My sources who are familiar with border issues tell me that the media and the American people have no idea about the depth of the crisis.
How can we? We're still arguing, at town halls and on talk radio, about who is to blame.
Conservatives are stuck on the template that all these kids traveled north because President Barack Obama essentially invited them by offering deferred action to undocumented young people two years ago. Under this theory, word travels slow to Central America.
As is usually the case on the issue of immigration, the right wing has gotten it wrong. Obama has never been soft on immigrants. And, as we speak, he's going out of his way to be extra hard.
This week, White House press secretary Josh Earnest told reporters that many of the children "will not have a legal basis for remaining in this country and will be returned." You can bet on it, given that the folks saying the kids are going to be returned are the same people who are moving to deny them due process — access to an attorney, asylum hearings, right to appeal — by "fast-tracking" mass deportations.
Some liberals are reaching all the way back to the 1980s to blame the crisis on one of their favorite foils: Ronald Reagan. If Reagan hadn't been so eager to meddle in Central America, they insist, these people wouldn't be coming. It's as if the modern horrors of violent street gangs that terrorize the youth population of Central America didn't exist, and the last 30 years never happened.
Yet, others on the left would like to advance a conflicting narrative. This argument deflects the criticism away from Obama and onto George W. Bush, who in 2008 signed anti-human trafficking legislation that gives legal protections to unaccompanied minors from countries other than Mexico and Canada and lets them stay with relatives in the United States while they await a court date. Liberals need to choose a story line and stick with it.
Both sides should stop playing politics with this tale of human suffering, stop the blame game, and try to catch up to this fast-moving story.

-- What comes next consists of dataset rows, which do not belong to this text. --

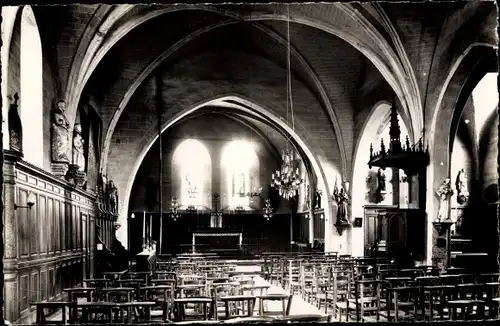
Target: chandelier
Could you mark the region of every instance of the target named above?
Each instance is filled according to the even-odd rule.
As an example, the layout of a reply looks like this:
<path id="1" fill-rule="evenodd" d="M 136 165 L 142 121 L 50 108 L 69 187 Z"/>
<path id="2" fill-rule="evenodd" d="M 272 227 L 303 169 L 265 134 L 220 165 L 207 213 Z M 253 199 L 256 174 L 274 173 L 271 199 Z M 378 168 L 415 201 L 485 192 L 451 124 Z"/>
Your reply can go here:
<path id="1" fill-rule="evenodd" d="M 259 187 L 259 188 L 254 187 L 253 191 L 246 193 L 246 197 L 250 197 L 250 198 L 259 197 L 261 193 L 262 193 L 262 187 Z M 243 196 L 243 197 L 245 197 L 245 196 Z"/>
<path id="2" fill-rule="evenodd" d="M 289 10 L 289 8 L 288 8 Z M 292 115 L 292 131 L 295 131 L 295 121 L 293 117 L 293 101 L 292 101 L 292 80 L 290 69 L 290 12 L 288 12 L 287 20 L 288 32 L 288 51 L 287 51 L 287 122 L 288 122 L 288 108 Z M 292 149 L 288 148 L 288 139 L 286 149 L 283 151 L 281 158 L 283 160 L 281 168 L 271 176 L 271 187 L 277 188 L 280 196 L 285 199 L 290 199 L 298 194 L 299 186 L 303 180 L 300 178 L 299 169 L 294 167 L 295 155 Z"/>
<path id="3" fill-rule="evenodd" d="M 271 207 L 271 200 L 269 198 L 266 199 L 266 205 L 263 209 L 264 218 L 269 221 L 271 217 L 273 217 L 273 208 Z"/>
<path id="4" fill-rule="evenodd" d="M 172 198 L 172 201 L 170 202 L 170 217 L 172 217 L 175 220 L 177 220 L 180 216 L 179 214 L 179 200 L 177 197 Z"/>
<path id="5" fill-rule="evenodd" d="M 298 194 L 303 180 L 300 178 L 299 169 L 294 169 L 293 151 L 285 149 L 281 158 L 283 160 L 281 168 L 271 176 L 271 187 L 277 188 L 283 198 L 290 199 Z"/>
<path id="6" fill-rule="evenodd" d="M 189 212 L 189 213 L 194 213 L 196 211 L 197 211 L 197 209 L 196 209 L 196 206 L 194 206 L 194 205 L 188 205 L 188 207 L 186 208 L 186 212 Z"/>

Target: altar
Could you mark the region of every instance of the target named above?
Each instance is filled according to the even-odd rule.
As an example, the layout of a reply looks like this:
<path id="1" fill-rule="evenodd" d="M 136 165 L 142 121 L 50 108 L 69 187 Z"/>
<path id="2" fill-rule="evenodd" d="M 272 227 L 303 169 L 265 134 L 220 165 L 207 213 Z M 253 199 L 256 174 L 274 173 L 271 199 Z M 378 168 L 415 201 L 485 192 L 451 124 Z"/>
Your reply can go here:
<path id="1" fill-rule="evenodd" d="M 242 249 L 242 230 L 224 228 L 198 229 L 193 231 L 192 252 L 239 251 Z"/>

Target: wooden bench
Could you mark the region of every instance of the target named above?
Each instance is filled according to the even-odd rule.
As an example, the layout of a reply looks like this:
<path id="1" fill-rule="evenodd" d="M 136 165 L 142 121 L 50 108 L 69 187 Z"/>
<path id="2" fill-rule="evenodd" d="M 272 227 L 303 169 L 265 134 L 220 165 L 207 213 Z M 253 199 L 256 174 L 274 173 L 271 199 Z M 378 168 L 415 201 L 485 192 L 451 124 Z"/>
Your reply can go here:
<path id="1" fill-rule="evenodd" d="M 253 311 L 255 309 L 255 301 L 257 298 L 252 295 L 230 295 L 230 296 L 224 296 L 221 297 L 220 300 L 224 302 L 224 307 L 226 310 L 226 319 L 229 319 L 231 317 L 241 317 L 240 315 L 231 315 L 231 311 L 229 309 L 229 304 L 230 303 L 243 303 L 242 310 L 243 313 L 245 313 L 245 307 L 244 304 L 247 304 L 247 313 L 246 317 L 252 317 L 253 316 Z"/>
<path id="2" fill-rule="evenodd" d="M 47 301 L 47 302 L 33 302 L 32 306 L 36 306 L 36 323 L 39 325 L 44 324 L 68 324 L 68 319 L 66 318 L 66 310 L 70 312 L 76 312 L 76 309 L 71 309 L 75 306 L 74 302 L 71 301 Z M 44 309 L 51 310 L 50 313 L 57 311 L 59 309 L 62 310 L 62 319 L 61 320 L 49 320 L 47 321 L 48 315 L 45 314 Z M 70 316 L 70 320 L 75 320 L 73 316 Z"/>

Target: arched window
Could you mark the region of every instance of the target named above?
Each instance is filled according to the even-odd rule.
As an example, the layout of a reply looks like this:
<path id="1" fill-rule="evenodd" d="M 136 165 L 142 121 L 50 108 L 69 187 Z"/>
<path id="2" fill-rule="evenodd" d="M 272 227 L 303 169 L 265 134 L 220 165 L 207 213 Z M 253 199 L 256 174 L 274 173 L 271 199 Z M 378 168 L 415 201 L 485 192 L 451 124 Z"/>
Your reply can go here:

It's no longer about kids crossing the U.S.-Mexico border, my sources warn me. In this drama, this was merely the first act. The new concern of Border Patrol agents, federal law enforcement officers and border security analysts is that, now that we've advertised to the world that there is chaos on the U.S.-Mexico border, lots of really bad things could happen. The worry is that the deterrent factor that used to keep many people from trying to breach the border barriers — namely, the fear that they'd be apprehended, arrested, deported or jailed — has disappeared.
One problem is the perception of an open door. The perception is one problem. When the kids were allowed to come across, either because of existing policy toward unaccompanied minors or because the sheer numbers overwhelmed the existing border security apparatus, other types of would-be border crossers took that as a green light to try to enter the country as well. This may have started as a humanitarian crisis, but my sources tell me that all manner of humanity is now treating the border as a free-for-all.
More recent waves of immigrants include adults coming from Mexico for jobs in the United States, and — shockingly — some of the same teenage gang members that the first wave of refugee kids was fleeing. The gangsters are the people that Obama should be planning to deport. He needs to lay off the victims and focus on the villains.
In the long term, the bigger worry is the economic immigrants who are slipping through. What are they going to do when they arrive in Phoenix or Charlotte or Milwaukee and don't find jobs? For more than 150 years, the economic ecosystem of the U.S.-Mexico border has regulated the northern flow of immigrants. Individuals with an itch to brave the journey calculate risk and reward. They come when there is work, and they stay home when there isn't.
Now, a different story is unfolding -- one that is not likely to have a happy ending, either for the immigrants or for the country receiving them. And that's what Americans should be worried about.